Primarily a novel about Cyprus, its tragic past and the human tragedies that engenders, Shafak does use her narrative to speak to other issues which may not seem directly connected at first. The island experiences a heat wave that leads to a mass mortality event amongst the island's bats and Kostas a sensitive teen with a deep connection to the natural world around him, is devastated by that tragedy as much as he is devastated by the conflict amongst his neighbours and fellow islanders. The fig too, is broken by that small tragedy: "We fig trees hold bats in high regard... ...I consider them my friends. It broke me seeing them dropping to their deaths like fallen leaves." (p.150) It is hardly surprising that Kostas becomes an ecologist.

It is easy to focus on human tragedy in war and forget the wider complexities but Shafak and the fig tree do not allow that: "...I am going to include in it the creatures in my ecosystem - the birds, the bats, the butterflies, the honeybees, the ants, the mosquitoes and the mice - because there is one thing I have learned: Wherever there is war and a painful partition, there will be no winners, human or otherwise." (p190). Animals become a means of conveying information within the story, and the descriptions of the natural world are some of the richest and most beautiful writing in the book, but for some readers, this may still seem a clumsy literary device.

A migrating queen ant delivers one crucial piece of information to the tree. It is the beautiful natural detail that makes the writing so rich and evocative: "Here she mated and chewed off her wings as though discarding a wedding dress, so that she could never fly again. She turned herself into a fully fledged egg-laying machine". (p.289) Or there is this memorable and evocative description of the soil beneath our feet: "Life below the surface is neither simple nor monotonous. The subterranean, contrary to what most people think, is bustling with activity. As you tunnel deep down, you might be surprised to see the soil take on unexpected shades. Rusty red, soft peach, warm mustard, lime green, rich turquoise ... Humans teach their children to paint the earth in one colour alone. They imagine the sky in blue, the grass in green, the sun in yellow and earth entirely in brown. If they only knew they have rainbows under their feet." (p80)

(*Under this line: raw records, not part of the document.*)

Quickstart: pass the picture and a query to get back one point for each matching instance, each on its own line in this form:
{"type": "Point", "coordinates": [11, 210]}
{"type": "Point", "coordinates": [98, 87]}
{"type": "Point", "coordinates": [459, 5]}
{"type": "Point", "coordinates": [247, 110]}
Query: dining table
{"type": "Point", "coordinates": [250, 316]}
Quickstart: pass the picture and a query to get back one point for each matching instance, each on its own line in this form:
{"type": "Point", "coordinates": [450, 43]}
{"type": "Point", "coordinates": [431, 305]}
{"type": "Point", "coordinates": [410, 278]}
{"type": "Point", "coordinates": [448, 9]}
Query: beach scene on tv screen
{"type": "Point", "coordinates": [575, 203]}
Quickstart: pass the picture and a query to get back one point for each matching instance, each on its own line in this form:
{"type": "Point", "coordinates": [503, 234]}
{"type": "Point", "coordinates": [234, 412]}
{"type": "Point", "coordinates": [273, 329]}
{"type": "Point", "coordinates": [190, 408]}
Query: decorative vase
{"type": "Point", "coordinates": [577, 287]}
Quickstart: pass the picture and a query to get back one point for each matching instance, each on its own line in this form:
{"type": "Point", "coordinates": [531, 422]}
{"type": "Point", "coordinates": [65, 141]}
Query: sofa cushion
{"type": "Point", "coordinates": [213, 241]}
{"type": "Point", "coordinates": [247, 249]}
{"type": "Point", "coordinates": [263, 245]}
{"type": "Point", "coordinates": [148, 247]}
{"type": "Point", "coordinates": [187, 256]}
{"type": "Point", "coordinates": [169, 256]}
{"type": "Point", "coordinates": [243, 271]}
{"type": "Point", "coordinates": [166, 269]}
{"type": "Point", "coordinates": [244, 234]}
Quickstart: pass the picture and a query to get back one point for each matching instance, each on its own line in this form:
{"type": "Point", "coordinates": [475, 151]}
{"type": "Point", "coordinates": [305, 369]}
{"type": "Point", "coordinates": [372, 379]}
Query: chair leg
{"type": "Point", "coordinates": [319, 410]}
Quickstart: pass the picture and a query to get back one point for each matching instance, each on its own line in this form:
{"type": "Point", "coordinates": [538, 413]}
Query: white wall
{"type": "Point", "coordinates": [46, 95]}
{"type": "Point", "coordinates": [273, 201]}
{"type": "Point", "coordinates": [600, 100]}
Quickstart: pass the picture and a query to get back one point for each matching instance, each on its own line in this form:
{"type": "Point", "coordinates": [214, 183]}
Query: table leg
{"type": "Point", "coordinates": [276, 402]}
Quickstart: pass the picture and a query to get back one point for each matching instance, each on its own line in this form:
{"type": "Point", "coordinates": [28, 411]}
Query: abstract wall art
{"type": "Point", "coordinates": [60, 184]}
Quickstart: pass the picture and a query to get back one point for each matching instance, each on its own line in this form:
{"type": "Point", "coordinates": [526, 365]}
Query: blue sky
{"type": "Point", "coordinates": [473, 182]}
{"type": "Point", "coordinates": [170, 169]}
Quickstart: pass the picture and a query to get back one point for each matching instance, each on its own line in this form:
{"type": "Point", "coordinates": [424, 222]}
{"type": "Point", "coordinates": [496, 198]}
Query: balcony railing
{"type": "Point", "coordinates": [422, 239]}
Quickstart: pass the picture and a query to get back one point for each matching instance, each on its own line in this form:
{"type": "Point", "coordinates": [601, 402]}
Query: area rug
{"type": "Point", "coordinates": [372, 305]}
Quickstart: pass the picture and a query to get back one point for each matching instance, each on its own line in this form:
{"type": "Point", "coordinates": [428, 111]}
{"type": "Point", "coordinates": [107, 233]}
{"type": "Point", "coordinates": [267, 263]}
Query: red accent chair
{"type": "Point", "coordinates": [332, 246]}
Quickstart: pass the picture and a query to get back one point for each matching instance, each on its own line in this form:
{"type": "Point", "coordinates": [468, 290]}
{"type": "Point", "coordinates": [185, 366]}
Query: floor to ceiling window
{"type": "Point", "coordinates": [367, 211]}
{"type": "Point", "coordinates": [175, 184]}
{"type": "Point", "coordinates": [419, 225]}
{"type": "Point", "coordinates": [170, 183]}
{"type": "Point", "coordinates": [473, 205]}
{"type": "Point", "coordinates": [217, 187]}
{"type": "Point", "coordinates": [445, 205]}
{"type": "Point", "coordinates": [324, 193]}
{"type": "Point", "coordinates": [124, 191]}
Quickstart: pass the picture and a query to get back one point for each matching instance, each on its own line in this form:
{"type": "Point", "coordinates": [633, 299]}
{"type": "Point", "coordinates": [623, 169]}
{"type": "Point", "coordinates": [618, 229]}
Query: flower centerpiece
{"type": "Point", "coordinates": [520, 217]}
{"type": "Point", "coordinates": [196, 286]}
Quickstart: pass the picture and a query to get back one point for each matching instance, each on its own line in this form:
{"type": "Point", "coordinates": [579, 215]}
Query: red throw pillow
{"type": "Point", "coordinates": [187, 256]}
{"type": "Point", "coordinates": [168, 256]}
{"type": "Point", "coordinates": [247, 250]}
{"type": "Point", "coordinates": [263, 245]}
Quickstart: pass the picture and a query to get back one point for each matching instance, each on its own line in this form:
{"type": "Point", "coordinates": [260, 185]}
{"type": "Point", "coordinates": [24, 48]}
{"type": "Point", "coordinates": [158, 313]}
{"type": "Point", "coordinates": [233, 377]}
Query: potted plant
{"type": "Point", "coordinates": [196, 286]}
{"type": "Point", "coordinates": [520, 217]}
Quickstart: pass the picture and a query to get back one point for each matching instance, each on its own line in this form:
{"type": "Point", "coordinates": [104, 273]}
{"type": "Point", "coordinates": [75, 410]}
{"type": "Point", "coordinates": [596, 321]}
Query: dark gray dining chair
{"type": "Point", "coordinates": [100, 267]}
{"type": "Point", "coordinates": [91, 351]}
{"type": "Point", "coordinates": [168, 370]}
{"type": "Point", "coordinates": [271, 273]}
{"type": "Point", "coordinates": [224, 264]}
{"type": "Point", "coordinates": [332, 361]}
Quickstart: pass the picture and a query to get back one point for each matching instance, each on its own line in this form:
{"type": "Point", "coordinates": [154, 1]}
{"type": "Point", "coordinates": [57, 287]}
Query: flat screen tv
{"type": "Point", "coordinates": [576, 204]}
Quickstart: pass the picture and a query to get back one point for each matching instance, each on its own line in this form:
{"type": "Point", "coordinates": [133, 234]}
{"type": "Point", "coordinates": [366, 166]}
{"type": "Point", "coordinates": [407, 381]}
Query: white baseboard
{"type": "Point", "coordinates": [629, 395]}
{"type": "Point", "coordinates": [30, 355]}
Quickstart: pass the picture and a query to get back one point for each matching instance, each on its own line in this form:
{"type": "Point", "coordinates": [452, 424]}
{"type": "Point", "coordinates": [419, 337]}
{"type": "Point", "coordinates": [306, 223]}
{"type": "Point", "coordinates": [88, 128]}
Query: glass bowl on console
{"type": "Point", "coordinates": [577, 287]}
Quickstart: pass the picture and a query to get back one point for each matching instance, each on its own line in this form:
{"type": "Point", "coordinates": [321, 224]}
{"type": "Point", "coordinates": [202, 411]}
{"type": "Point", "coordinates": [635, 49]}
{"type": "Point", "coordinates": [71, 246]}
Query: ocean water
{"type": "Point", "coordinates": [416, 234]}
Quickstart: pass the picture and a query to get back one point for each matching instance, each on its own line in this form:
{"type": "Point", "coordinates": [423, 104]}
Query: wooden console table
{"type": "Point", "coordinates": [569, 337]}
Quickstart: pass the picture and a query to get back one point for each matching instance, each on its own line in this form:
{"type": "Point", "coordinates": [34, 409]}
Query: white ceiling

I confess it was the promise of nature writing that drew me to the novel and that promise was wonderfully fulfilled but the novel is much more than that. It is a deeply thoughtful tale of division and love but it also filled a considerable gap in my knowledge of Cyprus and its divisive history. I will confess my ignorance and admit I had only the vaguest awareness of Cypriot history. I knew it was an island between Greece and Turkey and that the island was the subject of a dispute over territory but beyond that, I knew nothing. I certainly feel I have some knowledge and understanding now. One novel is no substitute for a deep, detailed dive into history, but I have some sense of that history and the pain attached to it. The Island of the Missing trees is a wonderful, evocative read. I absolutely loved it and can highly recommend. In fact, curl up with a cardamon coffee and some baklava and revel in this evocative tale of a beautiful, if unhappy island. This is my first novel by Elif Shafak, it will not be my last.

This one very definitely counts as a read for the Gaia/nature challenge filled with a rich description of the natural world, and a kind of pagan reverence for nature, especially the trees.